“Despicable Me 3” (Universal)

Gru, voiced by Steve Carell, appears in the animated movie "Despicable Me 3." (CNS/Universal)

By Catholic News Service

Strong values accompany a weak central plot in this animated comedy, the second direct follow-up to the 2010 original.

As the once slightly wicked villain (voice of Steve Carell) who turned thoroughgoing good guy over the course of the first two films tries to thwart an ex-child actor (voice of Trey Parker) whose 1980s TV show was abruptly canceled from wreaking delayed vengeance by destroying Hollywood, he also discovers that he has a brother (also voiced by Carell) his mother (voice of Julie Andrews) never told him about. The siblings quickly bond, and family life is further celebrated through scenes of the protagonist’s interaction with his supportive wife and crime-fighting partner (voiced by Kristen Wiig) and their shared nurturing of their trio of adopted daughters (voices of Miranda Cosgrove, Dana Gaier and Nev Scharrel).

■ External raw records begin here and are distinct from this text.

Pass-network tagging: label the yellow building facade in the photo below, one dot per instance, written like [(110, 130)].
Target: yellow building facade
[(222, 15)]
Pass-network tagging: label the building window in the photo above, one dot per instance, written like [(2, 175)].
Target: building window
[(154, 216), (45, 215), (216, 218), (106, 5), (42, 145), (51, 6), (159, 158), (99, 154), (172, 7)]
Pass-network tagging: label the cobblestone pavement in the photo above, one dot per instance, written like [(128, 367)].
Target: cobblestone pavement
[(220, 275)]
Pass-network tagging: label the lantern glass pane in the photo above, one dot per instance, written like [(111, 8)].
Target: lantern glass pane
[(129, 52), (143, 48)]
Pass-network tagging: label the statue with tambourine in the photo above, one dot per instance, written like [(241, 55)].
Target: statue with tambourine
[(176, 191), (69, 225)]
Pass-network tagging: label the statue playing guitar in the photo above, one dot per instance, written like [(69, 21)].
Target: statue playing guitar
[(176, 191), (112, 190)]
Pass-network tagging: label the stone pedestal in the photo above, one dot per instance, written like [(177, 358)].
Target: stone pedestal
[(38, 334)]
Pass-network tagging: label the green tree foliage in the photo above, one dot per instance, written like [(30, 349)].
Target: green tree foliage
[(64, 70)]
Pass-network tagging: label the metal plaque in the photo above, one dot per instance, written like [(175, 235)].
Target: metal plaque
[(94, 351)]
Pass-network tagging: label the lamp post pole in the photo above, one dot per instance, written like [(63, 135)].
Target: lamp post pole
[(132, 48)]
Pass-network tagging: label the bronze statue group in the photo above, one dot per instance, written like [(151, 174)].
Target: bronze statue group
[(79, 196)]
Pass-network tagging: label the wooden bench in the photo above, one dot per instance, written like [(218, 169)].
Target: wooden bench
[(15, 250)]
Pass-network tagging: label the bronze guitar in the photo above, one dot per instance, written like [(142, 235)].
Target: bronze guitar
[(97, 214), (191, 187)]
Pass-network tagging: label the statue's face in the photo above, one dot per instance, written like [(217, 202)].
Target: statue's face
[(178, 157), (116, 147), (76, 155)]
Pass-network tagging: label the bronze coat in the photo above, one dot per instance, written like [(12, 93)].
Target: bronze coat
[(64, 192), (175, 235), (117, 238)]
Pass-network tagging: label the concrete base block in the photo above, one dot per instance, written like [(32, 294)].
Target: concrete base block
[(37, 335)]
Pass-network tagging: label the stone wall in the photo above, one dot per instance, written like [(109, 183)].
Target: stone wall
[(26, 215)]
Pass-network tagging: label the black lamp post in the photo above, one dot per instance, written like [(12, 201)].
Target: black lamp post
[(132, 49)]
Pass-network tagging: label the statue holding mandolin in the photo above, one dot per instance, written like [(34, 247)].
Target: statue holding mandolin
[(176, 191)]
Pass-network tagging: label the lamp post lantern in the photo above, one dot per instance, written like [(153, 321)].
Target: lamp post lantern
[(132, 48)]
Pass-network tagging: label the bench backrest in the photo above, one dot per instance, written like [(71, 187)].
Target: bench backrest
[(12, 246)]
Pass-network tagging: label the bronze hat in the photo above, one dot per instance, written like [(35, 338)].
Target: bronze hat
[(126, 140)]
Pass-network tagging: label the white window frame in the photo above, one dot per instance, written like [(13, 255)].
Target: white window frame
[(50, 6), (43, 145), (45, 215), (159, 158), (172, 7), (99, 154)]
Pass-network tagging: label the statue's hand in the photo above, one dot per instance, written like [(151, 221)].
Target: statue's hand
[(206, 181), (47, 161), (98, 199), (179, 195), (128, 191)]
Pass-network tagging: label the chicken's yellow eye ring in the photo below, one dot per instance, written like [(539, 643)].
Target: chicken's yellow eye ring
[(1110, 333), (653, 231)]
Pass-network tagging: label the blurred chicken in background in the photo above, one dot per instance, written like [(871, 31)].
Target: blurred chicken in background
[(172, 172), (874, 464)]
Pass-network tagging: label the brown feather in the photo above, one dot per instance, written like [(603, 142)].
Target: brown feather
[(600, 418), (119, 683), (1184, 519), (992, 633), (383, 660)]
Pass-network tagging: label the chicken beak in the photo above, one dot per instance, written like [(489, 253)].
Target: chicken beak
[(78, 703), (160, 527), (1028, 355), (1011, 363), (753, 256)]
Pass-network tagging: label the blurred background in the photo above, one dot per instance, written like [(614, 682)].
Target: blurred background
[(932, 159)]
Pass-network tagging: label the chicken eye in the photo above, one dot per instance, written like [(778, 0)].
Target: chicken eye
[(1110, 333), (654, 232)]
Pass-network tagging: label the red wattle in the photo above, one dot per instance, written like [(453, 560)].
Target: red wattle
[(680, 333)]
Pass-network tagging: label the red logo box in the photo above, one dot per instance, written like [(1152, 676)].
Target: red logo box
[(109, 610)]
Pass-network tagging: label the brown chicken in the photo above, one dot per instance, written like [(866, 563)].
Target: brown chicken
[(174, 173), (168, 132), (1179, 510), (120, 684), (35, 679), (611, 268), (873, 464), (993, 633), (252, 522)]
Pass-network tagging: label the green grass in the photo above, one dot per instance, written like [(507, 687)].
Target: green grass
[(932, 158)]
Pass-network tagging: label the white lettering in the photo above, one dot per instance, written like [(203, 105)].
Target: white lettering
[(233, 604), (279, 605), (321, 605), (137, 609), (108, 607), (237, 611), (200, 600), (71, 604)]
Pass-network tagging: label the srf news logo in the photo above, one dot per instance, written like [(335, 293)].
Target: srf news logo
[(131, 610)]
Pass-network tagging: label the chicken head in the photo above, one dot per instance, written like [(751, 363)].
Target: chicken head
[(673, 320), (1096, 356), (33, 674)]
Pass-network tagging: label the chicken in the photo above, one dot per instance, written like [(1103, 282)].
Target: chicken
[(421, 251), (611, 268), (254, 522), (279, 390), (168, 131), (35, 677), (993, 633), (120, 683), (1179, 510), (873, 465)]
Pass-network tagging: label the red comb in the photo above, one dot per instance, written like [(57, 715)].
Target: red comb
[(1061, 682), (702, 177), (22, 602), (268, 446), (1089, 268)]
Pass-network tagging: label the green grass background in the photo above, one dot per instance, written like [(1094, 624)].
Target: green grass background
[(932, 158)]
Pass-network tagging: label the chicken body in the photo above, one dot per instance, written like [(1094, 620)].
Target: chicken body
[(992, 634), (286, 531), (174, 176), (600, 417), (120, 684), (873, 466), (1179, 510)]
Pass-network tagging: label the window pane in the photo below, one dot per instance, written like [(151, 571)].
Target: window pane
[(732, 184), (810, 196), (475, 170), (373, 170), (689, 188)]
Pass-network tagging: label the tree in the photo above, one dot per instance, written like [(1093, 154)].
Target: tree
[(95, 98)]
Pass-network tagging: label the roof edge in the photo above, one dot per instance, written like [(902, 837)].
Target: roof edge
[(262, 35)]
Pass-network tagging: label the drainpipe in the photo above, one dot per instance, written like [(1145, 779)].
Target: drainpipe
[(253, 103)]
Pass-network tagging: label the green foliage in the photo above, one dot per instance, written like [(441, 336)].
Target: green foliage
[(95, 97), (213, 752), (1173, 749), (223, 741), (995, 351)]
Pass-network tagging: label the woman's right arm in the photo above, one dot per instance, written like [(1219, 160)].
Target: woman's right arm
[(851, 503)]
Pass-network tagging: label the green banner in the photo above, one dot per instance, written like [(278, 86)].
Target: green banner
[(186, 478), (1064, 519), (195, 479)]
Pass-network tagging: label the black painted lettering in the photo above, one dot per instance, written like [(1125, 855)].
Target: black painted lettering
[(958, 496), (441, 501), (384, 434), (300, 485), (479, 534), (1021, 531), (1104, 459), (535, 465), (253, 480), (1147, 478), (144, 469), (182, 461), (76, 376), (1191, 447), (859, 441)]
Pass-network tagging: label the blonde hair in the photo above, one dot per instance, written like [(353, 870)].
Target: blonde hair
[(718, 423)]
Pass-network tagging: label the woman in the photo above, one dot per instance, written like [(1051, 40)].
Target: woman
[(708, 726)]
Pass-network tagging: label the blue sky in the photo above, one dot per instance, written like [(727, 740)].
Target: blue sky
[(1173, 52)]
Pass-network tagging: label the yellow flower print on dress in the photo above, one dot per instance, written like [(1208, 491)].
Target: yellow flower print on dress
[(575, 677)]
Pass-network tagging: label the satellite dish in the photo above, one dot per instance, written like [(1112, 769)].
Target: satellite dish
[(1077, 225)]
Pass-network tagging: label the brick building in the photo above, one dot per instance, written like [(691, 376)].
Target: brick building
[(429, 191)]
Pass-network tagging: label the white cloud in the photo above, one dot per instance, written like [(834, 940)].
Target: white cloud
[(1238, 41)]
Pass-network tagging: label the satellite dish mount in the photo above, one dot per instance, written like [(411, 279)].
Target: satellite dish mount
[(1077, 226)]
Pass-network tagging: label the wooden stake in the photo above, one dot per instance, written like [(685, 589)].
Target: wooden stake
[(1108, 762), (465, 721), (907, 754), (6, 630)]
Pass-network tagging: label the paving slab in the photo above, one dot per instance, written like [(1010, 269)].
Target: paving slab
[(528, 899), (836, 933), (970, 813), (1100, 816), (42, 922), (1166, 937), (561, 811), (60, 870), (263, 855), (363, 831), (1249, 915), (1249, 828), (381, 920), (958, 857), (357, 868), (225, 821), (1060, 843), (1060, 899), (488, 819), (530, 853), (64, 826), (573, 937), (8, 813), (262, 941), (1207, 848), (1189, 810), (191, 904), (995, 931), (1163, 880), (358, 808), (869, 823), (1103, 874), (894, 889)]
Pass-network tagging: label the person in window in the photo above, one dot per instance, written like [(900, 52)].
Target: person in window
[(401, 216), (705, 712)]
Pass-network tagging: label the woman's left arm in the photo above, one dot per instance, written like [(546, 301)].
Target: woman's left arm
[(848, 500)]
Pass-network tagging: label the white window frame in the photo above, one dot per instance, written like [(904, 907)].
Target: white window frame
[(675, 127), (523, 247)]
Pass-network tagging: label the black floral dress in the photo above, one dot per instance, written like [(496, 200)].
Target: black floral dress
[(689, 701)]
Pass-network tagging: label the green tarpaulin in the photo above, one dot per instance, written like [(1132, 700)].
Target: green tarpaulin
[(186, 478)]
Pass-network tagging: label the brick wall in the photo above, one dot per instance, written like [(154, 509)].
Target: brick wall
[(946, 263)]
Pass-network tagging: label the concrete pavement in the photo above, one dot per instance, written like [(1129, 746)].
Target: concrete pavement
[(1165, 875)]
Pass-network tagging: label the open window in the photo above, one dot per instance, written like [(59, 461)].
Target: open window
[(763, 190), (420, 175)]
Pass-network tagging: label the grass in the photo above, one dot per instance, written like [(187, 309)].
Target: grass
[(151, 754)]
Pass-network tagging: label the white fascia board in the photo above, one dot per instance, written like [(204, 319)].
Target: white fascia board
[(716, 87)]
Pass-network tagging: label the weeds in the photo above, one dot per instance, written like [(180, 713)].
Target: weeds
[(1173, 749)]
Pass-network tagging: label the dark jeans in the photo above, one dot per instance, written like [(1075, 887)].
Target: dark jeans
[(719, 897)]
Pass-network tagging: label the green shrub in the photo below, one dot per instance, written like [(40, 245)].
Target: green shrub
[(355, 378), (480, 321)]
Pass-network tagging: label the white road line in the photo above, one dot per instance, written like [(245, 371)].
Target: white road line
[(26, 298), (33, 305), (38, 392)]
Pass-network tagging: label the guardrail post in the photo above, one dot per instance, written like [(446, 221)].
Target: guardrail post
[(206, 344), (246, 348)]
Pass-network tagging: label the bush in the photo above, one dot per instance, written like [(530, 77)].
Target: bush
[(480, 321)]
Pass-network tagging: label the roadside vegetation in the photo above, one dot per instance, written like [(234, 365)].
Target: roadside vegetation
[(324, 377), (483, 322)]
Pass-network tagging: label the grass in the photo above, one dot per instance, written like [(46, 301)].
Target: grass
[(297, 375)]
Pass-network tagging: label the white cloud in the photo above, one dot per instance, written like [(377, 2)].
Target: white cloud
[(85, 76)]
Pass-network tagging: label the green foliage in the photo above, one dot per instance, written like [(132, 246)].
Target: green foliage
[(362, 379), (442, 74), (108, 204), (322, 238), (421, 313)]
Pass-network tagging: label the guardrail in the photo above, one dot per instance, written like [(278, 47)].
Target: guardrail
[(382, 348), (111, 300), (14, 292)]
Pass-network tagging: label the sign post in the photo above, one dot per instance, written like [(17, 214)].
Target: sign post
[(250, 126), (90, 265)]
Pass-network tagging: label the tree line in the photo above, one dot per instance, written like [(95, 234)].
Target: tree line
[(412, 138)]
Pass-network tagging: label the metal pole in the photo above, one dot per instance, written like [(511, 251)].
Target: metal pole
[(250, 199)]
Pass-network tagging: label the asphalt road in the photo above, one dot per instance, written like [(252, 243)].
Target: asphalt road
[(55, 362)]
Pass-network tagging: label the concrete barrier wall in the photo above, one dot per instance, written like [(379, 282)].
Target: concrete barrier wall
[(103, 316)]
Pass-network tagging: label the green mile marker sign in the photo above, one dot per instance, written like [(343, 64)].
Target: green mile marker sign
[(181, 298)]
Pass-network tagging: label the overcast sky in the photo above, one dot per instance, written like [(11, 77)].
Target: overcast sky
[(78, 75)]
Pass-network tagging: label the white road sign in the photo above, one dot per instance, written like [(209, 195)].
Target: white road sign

Though jokes riffing on Reagan-era fads and fashions generally fall flat, the pixilated minions (voiced by director Pierre Coffin) who once carried out the main character’s bidding — and who featured in their own 2015 film — are on hand to get things back on track.

Characters in peril, brief partial nudity played for laughs, mild scatological and anatomical humor, a couple of vaguely crass slang terms. The Catholic News Service classification is A-II — adults and adolescents. The Motion Picture Association of America rating is PG — parental guidance suggested. Some material may not be suitable for children.